Boeing Co. (NYSE:BA) has had a year it would love to forget — between troubled jets and flight problems, things didn’t look good.
In January, the entire 787 fleet was grounded until April due to battery problems; in early July, a 777 being used by Asiana Airlines crash-landed at a San Francisco airport; then, there was a botched landing of a smaller Southwest (NYSE:LUV) 737 jet; and finally, there was the emergency beacon problem that resulted in a fire on an Ethiopian Airlines-operated 787 at London’s Heathrow Airport.
But according to Boeing, the 787 Dreamliners, which are now back in service, are safer than they ever have been. Why would the company make that claim? Because Boeing is monitoring all its 787 Dreamliners around the clock, using sophisticated systems that can track the conditions of many components on the jets. However, these systems had already been on the Dreamliners, and didn’t prevent the past problems, which may be a point of contention.
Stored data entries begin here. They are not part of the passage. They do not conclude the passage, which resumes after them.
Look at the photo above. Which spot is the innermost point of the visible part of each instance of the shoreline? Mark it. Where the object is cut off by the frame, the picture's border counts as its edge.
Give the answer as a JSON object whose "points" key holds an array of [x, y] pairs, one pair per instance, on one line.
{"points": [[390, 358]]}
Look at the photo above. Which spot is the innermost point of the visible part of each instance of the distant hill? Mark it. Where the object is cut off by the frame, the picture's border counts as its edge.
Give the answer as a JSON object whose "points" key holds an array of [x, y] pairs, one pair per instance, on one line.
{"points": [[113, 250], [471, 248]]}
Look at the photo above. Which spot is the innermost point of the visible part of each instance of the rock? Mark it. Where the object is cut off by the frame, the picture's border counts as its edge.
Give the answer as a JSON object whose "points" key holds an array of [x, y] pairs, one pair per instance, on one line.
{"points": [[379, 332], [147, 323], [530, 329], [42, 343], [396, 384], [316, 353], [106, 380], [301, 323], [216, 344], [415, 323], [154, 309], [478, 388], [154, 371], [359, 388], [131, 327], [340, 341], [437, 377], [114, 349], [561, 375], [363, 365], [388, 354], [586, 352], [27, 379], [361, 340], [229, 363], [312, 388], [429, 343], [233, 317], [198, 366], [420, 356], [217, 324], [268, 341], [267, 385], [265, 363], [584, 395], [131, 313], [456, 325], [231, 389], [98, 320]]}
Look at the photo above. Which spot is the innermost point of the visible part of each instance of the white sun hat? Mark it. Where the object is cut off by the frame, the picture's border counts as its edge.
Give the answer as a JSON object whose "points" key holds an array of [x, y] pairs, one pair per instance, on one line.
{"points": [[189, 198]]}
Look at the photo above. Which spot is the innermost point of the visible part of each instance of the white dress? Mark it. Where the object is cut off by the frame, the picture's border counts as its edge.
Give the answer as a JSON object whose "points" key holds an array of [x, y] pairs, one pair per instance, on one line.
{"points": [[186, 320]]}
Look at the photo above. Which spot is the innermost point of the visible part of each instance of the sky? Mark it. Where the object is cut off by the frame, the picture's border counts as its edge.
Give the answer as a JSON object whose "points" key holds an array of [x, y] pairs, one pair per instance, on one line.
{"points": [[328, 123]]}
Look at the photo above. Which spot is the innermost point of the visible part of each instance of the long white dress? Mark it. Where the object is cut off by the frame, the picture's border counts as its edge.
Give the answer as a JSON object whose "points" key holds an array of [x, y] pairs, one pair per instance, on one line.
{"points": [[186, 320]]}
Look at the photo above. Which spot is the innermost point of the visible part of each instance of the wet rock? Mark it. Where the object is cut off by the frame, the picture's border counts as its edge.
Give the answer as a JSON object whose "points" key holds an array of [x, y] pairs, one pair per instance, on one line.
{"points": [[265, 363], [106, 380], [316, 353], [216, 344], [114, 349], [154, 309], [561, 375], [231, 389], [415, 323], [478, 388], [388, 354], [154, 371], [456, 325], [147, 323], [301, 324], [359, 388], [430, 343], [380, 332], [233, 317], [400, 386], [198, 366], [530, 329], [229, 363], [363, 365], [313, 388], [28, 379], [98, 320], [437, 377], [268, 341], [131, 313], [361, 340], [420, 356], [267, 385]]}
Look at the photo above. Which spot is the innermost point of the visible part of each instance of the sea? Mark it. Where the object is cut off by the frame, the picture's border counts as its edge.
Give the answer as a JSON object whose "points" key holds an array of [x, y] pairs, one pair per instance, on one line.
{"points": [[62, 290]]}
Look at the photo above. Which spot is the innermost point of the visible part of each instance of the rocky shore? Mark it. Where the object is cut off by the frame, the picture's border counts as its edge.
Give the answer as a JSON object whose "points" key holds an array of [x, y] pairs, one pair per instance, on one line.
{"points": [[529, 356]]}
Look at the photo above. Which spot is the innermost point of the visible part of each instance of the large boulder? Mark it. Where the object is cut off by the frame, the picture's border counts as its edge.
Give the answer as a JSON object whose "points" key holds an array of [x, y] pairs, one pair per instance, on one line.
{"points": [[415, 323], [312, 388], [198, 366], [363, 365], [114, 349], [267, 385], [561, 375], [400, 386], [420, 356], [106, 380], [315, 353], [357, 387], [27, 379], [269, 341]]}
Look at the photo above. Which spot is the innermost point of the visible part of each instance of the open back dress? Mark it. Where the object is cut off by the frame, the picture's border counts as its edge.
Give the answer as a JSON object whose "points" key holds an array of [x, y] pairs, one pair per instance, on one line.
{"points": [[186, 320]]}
NPR was given a tour of the new 787 Operations Control Center in Everett, Washington, where Boeing Vice President Mike Fleming showed off the company’s new monitoring systems. Having delivered about 70 Dreamliners so far, the planes now sport equipment that sends massive amounts of data back to the station while the Dreamliner is in the air. Computer software takes the data and runs them through a complex system so the airline can be warned of any potential problems.
If a problem is found by the system, it is displayed on giant computer screens in either yellow or red text. Fleming explained to NPR that red, for example, means “There is a maintenance action that needs to go out and be cleared on the airplane before you have it depart,” grounding the plane until problem is fixed.
The real-time monitoring also has the added benefit of streamlining the process of replacing parts when needed — something Andy Beadle, a procurement agent at Boeing, thinks will save him lots of time. ”Getting a head start on things, it’s kind of a dream come true because I get four or five hours that I normally never got in the past,” he said to NPR.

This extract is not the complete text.